Spotify Sued for Gender Discrimination, Equal Pay Violation - Pitchfork

The headline mostly speaks for itself but one small note. Hong Perez in her suit according to Pitchfork alleges she was fired for breaking the company's code of conduct despite it being known other male peers engaged in the similar actions. I think accepting discounted tickets is something like payola but I'd be interested to see if anymore light is shed on this particular detail.

Paid Music Streaming Subscribers Surpass 50 Million in US, But There's a Twist: Exclusive - Billboard

Scoop: 20 million people are sharing paid music accounts with other people.
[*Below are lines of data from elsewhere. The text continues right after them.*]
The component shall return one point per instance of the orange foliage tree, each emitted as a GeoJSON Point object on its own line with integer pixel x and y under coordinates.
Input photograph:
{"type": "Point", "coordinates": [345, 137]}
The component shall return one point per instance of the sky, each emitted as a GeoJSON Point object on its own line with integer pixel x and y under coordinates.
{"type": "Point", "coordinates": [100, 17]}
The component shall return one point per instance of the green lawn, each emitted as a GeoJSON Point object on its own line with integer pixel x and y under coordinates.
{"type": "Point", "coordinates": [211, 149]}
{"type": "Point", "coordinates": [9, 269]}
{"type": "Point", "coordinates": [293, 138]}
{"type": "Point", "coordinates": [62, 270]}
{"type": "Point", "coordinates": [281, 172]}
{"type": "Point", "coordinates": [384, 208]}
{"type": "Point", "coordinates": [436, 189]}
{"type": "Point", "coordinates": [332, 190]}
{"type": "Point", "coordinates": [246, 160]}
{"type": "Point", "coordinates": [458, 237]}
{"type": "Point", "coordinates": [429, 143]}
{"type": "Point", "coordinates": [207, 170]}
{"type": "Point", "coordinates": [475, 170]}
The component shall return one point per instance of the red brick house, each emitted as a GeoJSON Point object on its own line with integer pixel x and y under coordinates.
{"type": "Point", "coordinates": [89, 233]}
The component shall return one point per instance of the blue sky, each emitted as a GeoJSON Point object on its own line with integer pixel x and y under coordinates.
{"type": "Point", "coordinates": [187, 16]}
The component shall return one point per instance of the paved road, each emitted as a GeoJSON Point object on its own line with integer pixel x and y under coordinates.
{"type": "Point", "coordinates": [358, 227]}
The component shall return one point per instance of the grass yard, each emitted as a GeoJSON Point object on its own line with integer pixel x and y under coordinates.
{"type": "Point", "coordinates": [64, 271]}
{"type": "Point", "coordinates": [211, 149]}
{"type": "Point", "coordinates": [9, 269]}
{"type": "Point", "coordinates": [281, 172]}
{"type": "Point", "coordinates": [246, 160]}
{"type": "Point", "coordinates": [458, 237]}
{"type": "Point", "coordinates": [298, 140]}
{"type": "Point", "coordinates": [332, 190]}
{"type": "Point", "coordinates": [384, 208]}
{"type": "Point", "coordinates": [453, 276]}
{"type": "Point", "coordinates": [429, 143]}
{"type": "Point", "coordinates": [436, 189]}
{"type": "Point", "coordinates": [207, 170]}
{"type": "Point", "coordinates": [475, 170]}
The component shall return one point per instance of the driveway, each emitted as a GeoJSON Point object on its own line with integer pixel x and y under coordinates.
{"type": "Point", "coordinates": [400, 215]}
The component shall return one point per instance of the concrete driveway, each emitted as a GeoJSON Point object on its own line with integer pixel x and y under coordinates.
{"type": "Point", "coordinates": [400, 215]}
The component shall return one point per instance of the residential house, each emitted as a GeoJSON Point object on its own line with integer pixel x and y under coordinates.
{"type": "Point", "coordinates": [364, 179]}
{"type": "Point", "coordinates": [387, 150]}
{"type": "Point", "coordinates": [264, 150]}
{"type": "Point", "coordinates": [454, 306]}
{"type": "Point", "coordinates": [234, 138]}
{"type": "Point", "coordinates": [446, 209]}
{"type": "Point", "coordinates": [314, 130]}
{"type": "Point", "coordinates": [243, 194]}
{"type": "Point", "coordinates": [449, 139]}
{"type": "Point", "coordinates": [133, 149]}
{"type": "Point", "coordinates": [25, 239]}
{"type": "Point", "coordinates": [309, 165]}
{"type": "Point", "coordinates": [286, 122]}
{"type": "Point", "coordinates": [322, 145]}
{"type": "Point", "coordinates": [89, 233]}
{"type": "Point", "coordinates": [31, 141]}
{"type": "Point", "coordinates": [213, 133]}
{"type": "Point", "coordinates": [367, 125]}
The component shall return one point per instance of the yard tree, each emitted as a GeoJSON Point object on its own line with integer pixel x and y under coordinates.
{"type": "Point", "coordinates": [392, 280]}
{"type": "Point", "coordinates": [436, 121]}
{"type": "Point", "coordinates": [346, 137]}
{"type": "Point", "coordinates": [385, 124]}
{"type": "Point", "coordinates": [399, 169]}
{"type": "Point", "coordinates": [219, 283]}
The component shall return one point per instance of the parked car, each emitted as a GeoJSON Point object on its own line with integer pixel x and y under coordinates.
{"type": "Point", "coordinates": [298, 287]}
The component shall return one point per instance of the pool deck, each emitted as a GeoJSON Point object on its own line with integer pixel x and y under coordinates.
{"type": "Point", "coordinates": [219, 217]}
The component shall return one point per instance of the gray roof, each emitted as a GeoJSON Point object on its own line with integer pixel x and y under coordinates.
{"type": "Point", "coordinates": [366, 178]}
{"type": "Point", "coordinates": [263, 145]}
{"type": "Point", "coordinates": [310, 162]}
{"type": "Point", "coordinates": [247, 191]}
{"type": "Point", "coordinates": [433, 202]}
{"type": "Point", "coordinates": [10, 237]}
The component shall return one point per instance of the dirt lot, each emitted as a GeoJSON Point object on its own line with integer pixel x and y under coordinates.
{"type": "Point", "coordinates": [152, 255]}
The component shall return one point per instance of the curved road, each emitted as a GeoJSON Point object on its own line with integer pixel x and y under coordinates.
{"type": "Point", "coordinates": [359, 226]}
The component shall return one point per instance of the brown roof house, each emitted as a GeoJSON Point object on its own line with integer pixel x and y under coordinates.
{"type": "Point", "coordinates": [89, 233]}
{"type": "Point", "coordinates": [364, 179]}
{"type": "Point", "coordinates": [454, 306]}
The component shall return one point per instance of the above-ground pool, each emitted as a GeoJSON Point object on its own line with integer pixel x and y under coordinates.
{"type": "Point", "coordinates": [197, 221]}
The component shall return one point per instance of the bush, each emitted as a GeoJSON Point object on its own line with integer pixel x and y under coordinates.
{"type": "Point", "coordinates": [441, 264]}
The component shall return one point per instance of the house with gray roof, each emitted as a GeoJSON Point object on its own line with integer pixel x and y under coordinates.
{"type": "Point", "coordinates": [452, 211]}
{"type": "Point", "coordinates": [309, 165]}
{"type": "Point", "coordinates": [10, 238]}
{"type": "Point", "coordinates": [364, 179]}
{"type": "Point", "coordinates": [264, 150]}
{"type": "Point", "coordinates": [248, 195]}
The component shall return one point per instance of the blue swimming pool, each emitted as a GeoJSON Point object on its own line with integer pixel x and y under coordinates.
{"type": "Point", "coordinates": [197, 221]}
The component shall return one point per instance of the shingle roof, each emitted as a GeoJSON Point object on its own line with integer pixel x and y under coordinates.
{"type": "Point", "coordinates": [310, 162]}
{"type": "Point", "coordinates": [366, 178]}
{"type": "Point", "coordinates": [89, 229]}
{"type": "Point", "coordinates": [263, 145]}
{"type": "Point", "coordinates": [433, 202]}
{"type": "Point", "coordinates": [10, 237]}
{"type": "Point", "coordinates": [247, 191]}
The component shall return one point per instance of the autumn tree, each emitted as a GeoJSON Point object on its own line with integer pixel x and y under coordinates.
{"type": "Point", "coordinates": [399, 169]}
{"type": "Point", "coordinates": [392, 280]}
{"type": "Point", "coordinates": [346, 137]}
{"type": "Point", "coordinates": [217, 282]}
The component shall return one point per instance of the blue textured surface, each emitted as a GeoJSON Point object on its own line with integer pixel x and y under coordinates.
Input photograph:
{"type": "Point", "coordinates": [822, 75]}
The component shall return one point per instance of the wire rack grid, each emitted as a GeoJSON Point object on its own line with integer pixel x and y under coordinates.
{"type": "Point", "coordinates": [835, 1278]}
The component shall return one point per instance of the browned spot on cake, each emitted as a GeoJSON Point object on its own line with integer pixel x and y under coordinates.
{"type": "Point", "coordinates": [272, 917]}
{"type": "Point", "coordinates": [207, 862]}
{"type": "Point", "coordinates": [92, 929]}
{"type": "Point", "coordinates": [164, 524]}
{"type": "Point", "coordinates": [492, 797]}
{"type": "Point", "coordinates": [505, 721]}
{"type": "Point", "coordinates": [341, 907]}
I’d say something here about how paying $10 a month for access to all of the music in the world is actually still too expensive for most people, especially globally, but the facts already appear to show that.
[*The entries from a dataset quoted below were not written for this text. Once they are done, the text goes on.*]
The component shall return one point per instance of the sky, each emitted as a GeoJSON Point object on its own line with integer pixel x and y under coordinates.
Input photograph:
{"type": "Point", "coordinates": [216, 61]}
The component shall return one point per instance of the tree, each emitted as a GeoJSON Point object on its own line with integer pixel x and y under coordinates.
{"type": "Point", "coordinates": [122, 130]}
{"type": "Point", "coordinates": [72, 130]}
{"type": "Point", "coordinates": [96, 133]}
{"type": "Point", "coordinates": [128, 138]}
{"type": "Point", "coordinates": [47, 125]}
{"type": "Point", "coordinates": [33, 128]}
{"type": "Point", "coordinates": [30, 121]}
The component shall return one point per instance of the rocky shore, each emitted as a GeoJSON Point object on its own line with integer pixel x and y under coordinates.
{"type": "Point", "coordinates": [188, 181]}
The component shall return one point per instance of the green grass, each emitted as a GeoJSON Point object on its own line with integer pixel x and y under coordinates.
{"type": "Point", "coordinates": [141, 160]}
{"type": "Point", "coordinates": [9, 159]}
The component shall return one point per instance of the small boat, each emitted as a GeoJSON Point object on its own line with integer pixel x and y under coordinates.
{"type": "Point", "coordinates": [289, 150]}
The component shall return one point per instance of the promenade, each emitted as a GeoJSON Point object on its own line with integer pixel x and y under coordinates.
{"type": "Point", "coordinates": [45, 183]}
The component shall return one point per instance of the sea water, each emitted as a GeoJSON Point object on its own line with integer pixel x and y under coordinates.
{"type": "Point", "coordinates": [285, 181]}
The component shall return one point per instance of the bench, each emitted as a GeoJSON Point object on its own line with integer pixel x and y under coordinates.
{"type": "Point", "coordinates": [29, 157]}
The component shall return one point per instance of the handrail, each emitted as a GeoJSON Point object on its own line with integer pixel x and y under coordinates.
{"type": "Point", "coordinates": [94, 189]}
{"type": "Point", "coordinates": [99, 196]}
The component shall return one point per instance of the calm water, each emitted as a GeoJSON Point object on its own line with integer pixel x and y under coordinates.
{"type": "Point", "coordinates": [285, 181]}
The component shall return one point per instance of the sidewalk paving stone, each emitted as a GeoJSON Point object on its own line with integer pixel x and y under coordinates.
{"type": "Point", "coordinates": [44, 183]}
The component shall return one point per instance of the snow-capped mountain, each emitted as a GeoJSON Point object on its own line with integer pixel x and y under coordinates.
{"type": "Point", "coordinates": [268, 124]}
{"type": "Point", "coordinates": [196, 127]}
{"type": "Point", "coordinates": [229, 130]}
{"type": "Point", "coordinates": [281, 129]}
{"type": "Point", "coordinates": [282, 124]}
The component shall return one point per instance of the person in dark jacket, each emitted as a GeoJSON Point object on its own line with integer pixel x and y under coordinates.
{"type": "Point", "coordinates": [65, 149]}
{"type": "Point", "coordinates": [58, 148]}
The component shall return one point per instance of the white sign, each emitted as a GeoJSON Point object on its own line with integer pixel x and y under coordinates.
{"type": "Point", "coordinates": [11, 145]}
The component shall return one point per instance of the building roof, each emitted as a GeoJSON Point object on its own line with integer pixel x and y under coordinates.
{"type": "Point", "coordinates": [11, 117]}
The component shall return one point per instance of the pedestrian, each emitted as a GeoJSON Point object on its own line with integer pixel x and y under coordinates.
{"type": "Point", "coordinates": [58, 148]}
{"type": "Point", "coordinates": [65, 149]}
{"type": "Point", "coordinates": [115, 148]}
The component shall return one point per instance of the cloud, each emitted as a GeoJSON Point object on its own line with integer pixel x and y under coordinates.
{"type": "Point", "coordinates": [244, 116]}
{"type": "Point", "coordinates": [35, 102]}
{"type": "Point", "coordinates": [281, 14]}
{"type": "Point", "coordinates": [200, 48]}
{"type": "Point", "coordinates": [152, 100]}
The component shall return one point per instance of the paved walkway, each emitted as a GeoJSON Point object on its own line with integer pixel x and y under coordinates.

Fans Are Spoofing Spotify With "Fake Plays," And That's A Problem For Music Charts - Buzzfeed News

I love all stories about “Fake plays” and scams within the music industry. The fact the story highlights how little is being done to solve it sort of proves just how vapid and obtuse so much of language around music streaming remains, and self-included in this critique.

Universal Music Publishing COO criticises Spotify over videos - MusicAlly

This story is a couple weeks old but I find the specific grip interesting and I regret previously overlooking it. Marc Cimino, the COO in the title, expressed contempt towards Spotify over not paying publishers enough for music used in their playlist videos. This is slightly confusing to me because I never noticed a big difference between ads I experience in Spotify playlists with music videos and ads in outside of those playlists. And unless RapCaviar is taking in a higher ad bucket, then why would Spotify pay out more for video content versus a song stream? This strikes me again like when labels complained about YouTube ads without ever acknowledging YouTube’s entire business model shifted throughout the 2010s to less favor music content. But, if I’m outta line here please do explain.